07/03/2017
Mistakes happen. We all make them. And the odd mistake here and there isn’t going to be the end of the world. Typos happen, and time-poor people don’t always see them.
Where a mistake is a problem is where it starts to chip in to your professionalism, your credibility or when it impacts the message you are trying to send.
Sometimes a mistake isn’t necessarily about punctuation, or spelling, or getting tripped up by homophones (is it their or they’re or there?). Sometimes a mistake is simply about putting a word where you shouldn’t.

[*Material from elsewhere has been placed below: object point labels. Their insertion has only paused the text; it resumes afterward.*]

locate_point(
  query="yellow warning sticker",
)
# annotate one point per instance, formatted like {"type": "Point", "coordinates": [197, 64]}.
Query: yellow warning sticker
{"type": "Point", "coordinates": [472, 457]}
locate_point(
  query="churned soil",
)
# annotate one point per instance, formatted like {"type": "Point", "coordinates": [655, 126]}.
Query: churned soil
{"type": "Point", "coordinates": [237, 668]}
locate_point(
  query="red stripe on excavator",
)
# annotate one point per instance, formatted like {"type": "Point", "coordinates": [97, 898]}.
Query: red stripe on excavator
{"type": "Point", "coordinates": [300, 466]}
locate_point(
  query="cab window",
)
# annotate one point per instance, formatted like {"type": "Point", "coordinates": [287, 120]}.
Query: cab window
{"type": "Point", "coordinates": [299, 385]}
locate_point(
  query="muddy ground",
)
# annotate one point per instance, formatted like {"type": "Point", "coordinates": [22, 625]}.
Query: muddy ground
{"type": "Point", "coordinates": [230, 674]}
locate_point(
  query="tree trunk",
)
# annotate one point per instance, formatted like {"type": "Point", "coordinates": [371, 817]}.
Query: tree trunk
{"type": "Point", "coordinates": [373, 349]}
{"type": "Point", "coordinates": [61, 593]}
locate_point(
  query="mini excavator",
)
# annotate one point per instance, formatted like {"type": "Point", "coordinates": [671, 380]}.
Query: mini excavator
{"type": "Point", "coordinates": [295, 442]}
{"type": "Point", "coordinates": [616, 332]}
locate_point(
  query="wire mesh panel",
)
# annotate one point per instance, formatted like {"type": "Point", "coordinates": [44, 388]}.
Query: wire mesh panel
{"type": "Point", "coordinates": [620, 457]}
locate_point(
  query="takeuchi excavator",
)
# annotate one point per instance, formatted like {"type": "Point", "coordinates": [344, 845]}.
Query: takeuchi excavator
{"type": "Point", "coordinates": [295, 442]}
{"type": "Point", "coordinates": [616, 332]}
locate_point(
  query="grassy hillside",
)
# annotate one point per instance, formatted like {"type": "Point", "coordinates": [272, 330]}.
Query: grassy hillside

Take, for instance, a recent article that appeared in a local newspaper. It was an otherwise fine article – except for a line in the opening paragraph describing Wagga’s Lake Albert as a ‘natural resource’. Lake Albert is very nice, but it was man-made in the 1890s, and is therefore about as natural as Donald Trump’s hair.
To a young journalist who isn’t from Wagga, or who is surrounded by people who don’t have the time to check articles before they go to print, it’s an easy mistake to make. In the short-term it’s a pretty harmless mistake as well, and only a meticulous, petty and vindictive individual (read: me) is going to care.
But it’s also a mistake that, when compounded with other small mistakes, degrades the credibility and respect of the press – something we need in these Trumpean times.